Global Gaming Women (GGW) was launched during G2E two years ago, and as we approach this anniversary, it’s important that we take time to not only look at what we have accomplished, but to evaluate what we’ve learned and where we’re headed from here.
Whether through education, hosting events all over the world, or creating networking and mentorship opportunities, we have certainly taken great strides in our mission to support the development and success of women in the international gaming industry.

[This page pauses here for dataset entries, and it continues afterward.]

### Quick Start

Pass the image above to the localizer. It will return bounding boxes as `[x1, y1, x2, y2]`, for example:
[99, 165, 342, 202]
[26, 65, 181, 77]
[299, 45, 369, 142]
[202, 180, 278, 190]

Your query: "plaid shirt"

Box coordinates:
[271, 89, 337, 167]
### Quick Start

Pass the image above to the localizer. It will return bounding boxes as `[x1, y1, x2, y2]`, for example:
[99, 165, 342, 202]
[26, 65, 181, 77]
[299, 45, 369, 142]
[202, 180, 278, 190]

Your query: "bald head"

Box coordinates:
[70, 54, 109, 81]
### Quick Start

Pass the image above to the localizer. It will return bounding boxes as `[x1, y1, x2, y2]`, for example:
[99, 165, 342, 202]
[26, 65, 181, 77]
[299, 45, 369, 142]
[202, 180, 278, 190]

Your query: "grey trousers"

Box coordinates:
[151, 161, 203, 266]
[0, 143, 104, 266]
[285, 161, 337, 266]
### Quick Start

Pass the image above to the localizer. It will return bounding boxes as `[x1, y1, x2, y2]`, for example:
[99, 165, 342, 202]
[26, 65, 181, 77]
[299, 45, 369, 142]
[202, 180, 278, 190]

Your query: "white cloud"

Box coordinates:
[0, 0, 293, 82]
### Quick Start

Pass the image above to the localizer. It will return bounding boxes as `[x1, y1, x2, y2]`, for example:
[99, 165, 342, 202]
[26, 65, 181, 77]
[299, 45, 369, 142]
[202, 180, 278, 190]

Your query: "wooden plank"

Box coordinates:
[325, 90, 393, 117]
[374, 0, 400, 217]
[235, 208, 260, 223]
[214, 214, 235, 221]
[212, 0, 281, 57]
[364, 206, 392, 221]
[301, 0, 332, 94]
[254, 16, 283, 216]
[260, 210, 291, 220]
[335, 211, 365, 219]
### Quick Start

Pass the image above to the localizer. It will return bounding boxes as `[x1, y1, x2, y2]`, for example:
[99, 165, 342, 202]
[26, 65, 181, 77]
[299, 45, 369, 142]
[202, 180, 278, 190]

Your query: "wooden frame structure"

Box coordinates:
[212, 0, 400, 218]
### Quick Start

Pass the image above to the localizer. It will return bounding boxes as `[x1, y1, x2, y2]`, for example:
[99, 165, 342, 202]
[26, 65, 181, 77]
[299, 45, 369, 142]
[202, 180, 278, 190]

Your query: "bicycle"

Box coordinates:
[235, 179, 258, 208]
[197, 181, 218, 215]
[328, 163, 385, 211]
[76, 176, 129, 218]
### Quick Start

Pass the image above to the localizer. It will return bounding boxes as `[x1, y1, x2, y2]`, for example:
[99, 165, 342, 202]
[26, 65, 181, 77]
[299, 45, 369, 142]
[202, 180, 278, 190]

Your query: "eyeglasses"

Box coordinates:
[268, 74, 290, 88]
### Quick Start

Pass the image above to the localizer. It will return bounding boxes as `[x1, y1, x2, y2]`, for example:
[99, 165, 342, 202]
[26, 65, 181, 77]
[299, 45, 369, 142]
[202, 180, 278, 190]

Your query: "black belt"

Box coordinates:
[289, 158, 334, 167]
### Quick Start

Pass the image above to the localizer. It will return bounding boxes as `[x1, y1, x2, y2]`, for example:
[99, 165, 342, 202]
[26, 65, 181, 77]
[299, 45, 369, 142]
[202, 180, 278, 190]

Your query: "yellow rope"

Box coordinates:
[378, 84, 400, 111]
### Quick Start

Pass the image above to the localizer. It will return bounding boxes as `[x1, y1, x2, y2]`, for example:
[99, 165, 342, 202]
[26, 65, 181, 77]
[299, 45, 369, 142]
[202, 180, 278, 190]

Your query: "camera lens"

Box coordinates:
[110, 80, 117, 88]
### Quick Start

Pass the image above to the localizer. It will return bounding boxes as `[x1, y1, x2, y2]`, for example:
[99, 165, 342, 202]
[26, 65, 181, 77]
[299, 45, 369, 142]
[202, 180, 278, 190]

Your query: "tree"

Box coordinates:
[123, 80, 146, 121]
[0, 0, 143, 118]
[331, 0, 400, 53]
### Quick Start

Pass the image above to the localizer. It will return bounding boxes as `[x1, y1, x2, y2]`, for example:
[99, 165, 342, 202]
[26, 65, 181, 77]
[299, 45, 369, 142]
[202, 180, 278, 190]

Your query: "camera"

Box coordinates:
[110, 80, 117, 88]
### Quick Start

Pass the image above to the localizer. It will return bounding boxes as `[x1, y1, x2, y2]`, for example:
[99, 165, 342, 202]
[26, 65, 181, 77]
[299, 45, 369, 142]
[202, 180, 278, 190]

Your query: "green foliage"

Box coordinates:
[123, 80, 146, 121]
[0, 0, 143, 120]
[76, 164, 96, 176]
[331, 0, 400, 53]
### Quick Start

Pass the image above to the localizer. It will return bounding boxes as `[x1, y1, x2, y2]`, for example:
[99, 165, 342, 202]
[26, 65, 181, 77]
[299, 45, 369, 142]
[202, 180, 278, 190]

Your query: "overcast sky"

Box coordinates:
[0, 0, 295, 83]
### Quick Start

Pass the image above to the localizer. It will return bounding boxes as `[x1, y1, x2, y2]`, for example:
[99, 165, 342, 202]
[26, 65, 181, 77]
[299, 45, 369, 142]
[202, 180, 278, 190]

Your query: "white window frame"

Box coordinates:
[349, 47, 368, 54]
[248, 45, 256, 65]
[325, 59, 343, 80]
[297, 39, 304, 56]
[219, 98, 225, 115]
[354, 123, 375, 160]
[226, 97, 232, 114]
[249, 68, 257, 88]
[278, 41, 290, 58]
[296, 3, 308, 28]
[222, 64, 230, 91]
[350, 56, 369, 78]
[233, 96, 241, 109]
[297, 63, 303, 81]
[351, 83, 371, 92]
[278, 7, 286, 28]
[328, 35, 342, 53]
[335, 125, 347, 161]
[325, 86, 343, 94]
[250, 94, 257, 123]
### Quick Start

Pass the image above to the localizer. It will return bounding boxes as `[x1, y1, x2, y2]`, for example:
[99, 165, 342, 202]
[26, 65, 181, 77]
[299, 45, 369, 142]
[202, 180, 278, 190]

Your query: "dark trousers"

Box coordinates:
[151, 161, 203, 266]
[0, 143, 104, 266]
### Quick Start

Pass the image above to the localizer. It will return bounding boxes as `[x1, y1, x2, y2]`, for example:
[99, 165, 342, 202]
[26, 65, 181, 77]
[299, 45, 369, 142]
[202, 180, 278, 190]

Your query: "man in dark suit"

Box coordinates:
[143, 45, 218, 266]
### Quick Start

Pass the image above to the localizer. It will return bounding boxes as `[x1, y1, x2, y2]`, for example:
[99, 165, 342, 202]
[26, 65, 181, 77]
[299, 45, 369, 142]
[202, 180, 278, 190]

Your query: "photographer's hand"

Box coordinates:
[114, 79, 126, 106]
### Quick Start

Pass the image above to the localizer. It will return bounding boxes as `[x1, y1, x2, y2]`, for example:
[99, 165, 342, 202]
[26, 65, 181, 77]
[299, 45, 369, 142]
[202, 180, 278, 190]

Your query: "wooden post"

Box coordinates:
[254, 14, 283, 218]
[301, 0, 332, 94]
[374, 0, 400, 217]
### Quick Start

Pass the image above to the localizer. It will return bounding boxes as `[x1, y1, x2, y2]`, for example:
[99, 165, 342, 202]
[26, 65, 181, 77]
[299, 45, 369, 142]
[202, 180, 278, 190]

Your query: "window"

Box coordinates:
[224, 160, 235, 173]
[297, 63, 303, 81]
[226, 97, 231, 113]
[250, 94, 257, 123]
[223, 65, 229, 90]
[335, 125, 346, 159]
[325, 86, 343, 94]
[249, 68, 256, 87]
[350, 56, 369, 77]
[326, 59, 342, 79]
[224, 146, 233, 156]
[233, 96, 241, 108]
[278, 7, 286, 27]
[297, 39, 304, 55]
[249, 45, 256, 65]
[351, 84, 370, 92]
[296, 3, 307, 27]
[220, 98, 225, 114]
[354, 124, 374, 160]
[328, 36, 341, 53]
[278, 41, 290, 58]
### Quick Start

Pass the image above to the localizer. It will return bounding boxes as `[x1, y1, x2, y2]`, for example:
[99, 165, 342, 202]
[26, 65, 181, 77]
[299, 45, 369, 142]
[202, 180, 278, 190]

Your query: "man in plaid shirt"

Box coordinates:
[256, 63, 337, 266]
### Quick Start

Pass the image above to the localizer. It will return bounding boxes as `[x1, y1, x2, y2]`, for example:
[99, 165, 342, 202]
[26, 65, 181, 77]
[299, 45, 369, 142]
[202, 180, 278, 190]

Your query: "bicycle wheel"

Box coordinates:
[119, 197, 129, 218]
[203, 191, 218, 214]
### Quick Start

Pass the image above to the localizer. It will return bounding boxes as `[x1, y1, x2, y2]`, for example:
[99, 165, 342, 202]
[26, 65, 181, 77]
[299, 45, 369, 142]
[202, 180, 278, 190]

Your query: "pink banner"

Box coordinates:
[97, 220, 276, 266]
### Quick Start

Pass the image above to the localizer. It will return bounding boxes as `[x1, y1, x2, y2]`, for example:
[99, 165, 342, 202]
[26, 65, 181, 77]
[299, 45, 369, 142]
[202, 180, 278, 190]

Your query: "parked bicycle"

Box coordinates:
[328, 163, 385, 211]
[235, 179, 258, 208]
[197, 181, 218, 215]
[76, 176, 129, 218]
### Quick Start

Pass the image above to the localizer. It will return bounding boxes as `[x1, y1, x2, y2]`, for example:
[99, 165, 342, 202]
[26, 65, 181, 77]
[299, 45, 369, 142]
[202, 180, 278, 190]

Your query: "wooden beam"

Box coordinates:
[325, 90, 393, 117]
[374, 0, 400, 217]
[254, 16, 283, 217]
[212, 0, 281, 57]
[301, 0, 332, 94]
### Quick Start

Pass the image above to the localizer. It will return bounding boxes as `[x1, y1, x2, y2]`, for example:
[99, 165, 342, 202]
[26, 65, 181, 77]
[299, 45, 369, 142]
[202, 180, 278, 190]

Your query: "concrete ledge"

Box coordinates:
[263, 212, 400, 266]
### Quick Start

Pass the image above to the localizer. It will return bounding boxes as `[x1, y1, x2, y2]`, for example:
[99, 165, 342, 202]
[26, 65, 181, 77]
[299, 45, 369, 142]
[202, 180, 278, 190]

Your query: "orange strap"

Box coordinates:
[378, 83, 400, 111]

Examples of recent developments include the launch of a new program—in partnership with the University of Nevada, Las Vegas’s International Gaming Institute—to award continuing education scholarships for women in the industry. We also continue to improve online resources, such as Coffee Break, a video series showcasing female industry leaders offering insights and advice on business. This year at G2E we will launch yet another innovative tool for women to develop mentor/mentee relationships around the globe: Global Gaming Network.
By the outpouring of enthusiasm for these resources, it’s clear we’re filling a need for women in the industry that was unavailable prior to GGW. The impressive participation proves that the issues facing women in our industry are common across companies, vocations and geographic borders. Women want to connect with, and learn from, each other by sharing insight, advice and best practices, and we’re providing the platforms needed to make this happen.
Over the past two years, GGW has worked to raise the profile of the advancement of women within the industry, and our next phase will see our focus turn toward making it even more of a priority. The question is: How can we make the advancement of women more ingrained in the way our industry operates moving forward?
First, we’ll continue to find new, pioneering ways for women in gaming to connect and grow. Second, we will strive to offer more resources, including the online and in-person offerings that have been so popular thus far.
But ultimately, true advancement opportunities must come from within companies, and there is still work to be done. This is true in gaming and across other industries. It is illustrated by the fact that, despite many inroads, shifts in the “glass ceiling” have mainly occurred at the middle management levels while highly unequal representation remains at the highest executive positions.
Research by the University of Nevada, Las Vegas has shown that women hold only 24.8 percent of casino management positions and only 18.8 percent of upper management positions such as vice president, general manager and president. Throughout the business world, women may be outpacing men in education levels, but—to cite a couple examples—only 14.3 percent of executive officers at Fortune 500 companies are women, and the proportion of women holding corporate board seats has stayed stagnant at 16.6 percent for three years.
Fortunately, there are models of how women’s advancement can be accomplished and how it can be done well. GGW is pleased and excited to announce that this year at G2E, it will be releasing the results of a project aimed at assessing the educational needs of women in the international gaming industry. The research-based assessment was compiled by McClain Resources, a Nevada-based human resources firm.
McClain’s research explores, specifically, the educational needs of female gaming professionals, current best practices within the gaming industry, current best practices within other industries, and the most effective model for corporate programs that promote the development and success of women in gaming. The research was informed by conversations with women throughout the global industry, including U.S., tribal and international gaming leaders; human resources professionals across the country; and vendors and suppliers associated with the industry.
McClain’s comprehensive report will serve several purposes. First, it will identify the best practices currently in use by other top companies for advancing women in the workplace. Second, it will find common program elements across these practices that have proved successful. And third, it will determine what companies in our industry are already doing well and what types of things women in the industry think would be helpful.
The entirety of the research is necessary to paint a complete picture of GGW’s future and provide potential action steps for GGW to pursue development of corporate programs for women in gaming. But a preliminary look shows that supporting the development of women in our industry will require the use of several initiatives in concert: career counseling, women’s affinity groups, formal mentoring and leadership training. These efforts will only be successful in concert with a commitment from the top leaders in our industry.
GGW will share the full details of this research, along with recommendations for how the industry can move forward, at G2E. The results will inform all of us on these critical questions, and they’ll serve as a guide for the next phase of work for GGW as we consider how best to facilitate the advancement of women.
In only two years, GGW has made outstanding progress in many of the facets critical to connecting, educating and advancing women in gaming. And we’re always striving to find new, better ways to meet our goals. This new research will provide fresh ideas and the next concrete steps in pursuit of this mission. I look forward to seeing where it takes us.